Pourtant, il y a des millions de petites capsules comme la mienne qui vole
jusqu'à leur point d'arrivée. Tout est ordonné, il n'y a pas d'embouteillages,
de collisions et ma capsule me dépose
devant l'ascenseur qui me dépose comme hier devant ma salle de classe. C'est
une pièce immense qui peut bien contenir une centaine d'élèves. Il y a des
tables individuelles pour chacun et un scanner qui leur sert à scanner leur
bracelet qui transmet les informations que chaque élève doit lire et qui sont
projetées devant eux comme un hologramme, ou sur une petite tablette qu'ils
tiennent comme un livre.
Je m'assis à ma table habituelle, la dix-septième du dernier rang en
partant de la gauche. À côté de moi, je ne sais pas qui c’est. Je n'ai jamais
tourné la tête pour demander leurs noms. Je ne leur ai jamais adressé des
paroles. Je n'ai pas le temps. Enfin, si, peut être une fraction de seconde,
mais cela voudrai dire que je finirai une fraction de seconde en retard que les
autres. Mais la tentation de changer un peu ma vie était comme un rêve
inaccessible mais pourtant à porter de main... Changer ma vie monotone, changer
la vie d'une personne ordinaire.
Petit picotement au niveau du poignet. Comme d'habitude.
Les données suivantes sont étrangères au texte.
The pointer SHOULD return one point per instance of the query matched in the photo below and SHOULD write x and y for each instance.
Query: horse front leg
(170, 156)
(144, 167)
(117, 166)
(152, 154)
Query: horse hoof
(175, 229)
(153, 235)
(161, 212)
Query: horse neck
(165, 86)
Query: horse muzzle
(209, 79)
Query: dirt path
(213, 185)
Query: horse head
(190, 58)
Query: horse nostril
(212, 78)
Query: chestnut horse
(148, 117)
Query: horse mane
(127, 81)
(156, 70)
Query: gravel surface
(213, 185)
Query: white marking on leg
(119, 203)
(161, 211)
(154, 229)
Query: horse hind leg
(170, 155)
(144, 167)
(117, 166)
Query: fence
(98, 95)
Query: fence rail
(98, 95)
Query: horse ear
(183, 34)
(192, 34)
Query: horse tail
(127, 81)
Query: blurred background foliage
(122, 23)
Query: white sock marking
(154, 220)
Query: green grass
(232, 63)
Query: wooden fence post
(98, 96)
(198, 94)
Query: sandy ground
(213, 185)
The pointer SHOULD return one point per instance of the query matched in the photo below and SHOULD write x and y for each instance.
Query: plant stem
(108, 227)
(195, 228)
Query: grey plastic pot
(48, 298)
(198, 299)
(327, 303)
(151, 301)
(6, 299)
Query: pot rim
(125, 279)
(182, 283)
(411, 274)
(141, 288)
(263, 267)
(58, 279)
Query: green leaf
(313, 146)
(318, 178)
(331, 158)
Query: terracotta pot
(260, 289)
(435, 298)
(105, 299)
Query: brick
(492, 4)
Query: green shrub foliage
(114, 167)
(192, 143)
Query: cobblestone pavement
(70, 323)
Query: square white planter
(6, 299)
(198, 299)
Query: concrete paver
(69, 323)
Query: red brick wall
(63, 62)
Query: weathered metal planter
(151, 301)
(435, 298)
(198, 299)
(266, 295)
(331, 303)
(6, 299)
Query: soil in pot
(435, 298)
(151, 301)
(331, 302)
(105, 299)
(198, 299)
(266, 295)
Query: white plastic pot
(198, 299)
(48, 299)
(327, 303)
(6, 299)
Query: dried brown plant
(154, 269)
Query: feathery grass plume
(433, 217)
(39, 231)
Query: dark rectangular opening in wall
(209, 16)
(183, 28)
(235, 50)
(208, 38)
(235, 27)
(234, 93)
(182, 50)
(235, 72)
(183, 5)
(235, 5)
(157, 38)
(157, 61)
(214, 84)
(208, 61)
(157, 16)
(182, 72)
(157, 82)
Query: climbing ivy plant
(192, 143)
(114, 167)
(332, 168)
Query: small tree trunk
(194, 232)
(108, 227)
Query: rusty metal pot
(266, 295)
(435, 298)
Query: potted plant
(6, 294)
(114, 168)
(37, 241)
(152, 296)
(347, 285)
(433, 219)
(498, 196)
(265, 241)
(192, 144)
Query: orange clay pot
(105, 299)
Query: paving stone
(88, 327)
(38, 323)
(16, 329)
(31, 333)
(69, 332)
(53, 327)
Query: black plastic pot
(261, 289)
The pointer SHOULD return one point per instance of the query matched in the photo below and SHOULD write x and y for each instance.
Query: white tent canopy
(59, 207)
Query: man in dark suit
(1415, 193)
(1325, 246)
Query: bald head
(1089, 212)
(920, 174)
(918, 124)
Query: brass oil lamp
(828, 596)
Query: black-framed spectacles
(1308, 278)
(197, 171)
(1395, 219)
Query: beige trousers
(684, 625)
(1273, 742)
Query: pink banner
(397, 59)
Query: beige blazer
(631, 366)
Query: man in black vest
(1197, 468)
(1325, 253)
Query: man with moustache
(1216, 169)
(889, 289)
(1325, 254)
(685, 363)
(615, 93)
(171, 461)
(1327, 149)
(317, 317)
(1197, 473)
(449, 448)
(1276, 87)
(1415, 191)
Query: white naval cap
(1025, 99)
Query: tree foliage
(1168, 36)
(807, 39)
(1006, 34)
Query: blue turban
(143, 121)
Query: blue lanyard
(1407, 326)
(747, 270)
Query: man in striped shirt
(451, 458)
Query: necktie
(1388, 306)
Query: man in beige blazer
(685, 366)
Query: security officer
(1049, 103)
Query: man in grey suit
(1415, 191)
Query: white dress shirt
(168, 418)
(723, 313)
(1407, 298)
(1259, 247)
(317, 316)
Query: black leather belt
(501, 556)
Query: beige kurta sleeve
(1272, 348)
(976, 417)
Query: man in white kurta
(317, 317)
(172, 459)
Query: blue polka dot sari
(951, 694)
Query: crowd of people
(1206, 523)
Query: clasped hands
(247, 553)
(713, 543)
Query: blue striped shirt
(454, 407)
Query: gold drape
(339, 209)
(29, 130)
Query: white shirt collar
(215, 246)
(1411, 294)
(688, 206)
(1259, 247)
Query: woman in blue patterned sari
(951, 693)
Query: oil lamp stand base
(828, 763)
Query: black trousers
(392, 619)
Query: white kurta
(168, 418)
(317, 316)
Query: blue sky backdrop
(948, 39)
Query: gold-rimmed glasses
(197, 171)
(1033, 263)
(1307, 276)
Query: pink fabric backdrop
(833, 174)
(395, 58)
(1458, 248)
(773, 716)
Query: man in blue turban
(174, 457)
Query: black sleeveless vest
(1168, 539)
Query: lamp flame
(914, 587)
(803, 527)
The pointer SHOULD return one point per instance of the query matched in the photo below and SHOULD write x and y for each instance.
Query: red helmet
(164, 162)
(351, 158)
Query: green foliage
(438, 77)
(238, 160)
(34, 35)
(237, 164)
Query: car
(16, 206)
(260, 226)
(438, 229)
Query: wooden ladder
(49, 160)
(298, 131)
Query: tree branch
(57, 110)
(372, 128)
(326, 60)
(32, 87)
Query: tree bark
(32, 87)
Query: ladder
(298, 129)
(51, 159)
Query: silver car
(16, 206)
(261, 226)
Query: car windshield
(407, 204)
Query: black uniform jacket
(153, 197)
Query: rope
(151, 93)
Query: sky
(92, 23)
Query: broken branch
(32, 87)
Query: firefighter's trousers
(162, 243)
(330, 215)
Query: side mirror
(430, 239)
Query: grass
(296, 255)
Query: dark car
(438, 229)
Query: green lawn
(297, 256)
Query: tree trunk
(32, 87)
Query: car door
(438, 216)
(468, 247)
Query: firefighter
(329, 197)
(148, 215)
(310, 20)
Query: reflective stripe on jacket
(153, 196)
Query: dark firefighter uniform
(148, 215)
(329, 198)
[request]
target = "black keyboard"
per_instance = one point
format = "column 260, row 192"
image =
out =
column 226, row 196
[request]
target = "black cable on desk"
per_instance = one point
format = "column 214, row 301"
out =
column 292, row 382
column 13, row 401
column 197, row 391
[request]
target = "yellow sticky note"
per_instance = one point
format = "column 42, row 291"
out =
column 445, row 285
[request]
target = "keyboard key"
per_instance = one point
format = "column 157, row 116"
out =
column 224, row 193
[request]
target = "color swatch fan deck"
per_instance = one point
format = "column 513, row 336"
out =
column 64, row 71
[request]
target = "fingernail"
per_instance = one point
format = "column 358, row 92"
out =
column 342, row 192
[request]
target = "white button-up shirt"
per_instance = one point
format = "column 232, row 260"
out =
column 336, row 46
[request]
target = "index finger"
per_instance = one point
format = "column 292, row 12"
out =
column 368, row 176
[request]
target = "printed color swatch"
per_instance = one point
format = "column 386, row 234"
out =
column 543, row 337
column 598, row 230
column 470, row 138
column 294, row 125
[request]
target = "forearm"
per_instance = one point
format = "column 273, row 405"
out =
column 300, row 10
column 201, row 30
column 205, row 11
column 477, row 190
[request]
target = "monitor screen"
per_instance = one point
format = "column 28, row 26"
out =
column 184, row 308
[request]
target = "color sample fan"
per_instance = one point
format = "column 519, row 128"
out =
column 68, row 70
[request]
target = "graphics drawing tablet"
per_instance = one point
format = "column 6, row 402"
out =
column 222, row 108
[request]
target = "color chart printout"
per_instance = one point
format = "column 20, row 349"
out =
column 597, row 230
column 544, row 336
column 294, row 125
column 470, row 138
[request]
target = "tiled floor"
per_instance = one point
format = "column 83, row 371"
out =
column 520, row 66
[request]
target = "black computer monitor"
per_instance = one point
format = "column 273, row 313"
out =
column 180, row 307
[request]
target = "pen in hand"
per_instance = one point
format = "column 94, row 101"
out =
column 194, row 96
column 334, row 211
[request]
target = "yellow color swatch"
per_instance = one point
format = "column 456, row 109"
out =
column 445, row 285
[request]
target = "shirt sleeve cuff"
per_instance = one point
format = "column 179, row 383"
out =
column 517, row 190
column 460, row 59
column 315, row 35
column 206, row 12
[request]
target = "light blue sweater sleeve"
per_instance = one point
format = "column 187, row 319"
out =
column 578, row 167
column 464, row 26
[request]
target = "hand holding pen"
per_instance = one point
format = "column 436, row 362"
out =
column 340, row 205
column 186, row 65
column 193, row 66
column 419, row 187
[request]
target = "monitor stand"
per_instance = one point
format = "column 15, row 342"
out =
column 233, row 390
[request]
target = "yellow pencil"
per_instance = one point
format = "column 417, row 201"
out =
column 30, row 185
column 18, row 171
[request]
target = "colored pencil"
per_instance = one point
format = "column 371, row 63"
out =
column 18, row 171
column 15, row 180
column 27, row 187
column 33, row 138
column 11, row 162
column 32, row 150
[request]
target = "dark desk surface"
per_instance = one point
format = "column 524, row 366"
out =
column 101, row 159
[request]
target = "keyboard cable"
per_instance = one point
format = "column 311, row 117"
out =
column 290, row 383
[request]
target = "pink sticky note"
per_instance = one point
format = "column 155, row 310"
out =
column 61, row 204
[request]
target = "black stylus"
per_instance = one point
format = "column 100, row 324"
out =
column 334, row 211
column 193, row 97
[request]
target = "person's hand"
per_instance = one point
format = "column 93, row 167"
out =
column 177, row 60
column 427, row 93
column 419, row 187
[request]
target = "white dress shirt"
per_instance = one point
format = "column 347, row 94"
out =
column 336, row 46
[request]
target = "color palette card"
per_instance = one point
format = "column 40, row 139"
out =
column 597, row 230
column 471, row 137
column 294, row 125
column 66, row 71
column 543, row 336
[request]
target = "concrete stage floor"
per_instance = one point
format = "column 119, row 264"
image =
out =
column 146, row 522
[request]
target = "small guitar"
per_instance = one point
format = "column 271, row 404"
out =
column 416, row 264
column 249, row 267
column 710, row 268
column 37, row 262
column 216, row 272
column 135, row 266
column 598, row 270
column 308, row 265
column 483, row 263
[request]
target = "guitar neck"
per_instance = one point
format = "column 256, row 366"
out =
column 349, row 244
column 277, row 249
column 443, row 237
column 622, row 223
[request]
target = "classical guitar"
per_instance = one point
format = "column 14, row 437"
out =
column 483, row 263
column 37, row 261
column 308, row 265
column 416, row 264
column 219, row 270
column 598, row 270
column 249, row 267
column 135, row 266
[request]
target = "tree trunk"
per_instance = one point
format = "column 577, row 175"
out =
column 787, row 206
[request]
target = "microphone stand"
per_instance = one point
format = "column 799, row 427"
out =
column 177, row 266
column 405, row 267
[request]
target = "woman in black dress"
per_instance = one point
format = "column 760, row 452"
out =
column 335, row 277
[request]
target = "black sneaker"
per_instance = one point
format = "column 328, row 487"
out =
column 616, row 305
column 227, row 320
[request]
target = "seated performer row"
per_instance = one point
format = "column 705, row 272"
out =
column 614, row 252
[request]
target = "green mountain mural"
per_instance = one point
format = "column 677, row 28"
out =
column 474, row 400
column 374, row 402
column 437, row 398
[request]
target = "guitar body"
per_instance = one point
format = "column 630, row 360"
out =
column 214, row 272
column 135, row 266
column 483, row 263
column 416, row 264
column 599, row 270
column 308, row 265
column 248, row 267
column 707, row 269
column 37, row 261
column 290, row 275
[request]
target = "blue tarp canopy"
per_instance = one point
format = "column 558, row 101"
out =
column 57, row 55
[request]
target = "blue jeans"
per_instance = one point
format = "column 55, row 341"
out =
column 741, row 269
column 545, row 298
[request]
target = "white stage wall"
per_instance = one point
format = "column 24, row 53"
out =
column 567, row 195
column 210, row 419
Je regarde mon poignet, vérifiant mon emploi du temps qui est le même
depuis treize ans. Je vis le programme d'histoire que je dois étudier pour
aujourd'hui, celui de science, technologie et magie. Pas de changements. Dans
quatre heures, je recevrai une seringue qui m'est destinée, et j'étudierai
encore quatre heures. Ensuite je rentrerai et... attendez! J'étais convoquée au
bureau de la directrice avec mes parents! Je mis plusieurs minutes à assimiler
l'information. Pour moi, c'est un vrai choc: un bouleversement de mes
habitudes... Et j'allai rencontrer mes parents! Pour la deuxième fois dans ma
vie: la première à ma naissance -je crois, car le reste de mes jours jusqu'à
que j'ai su marcher, je les ai passé dans un centre de maternité immense.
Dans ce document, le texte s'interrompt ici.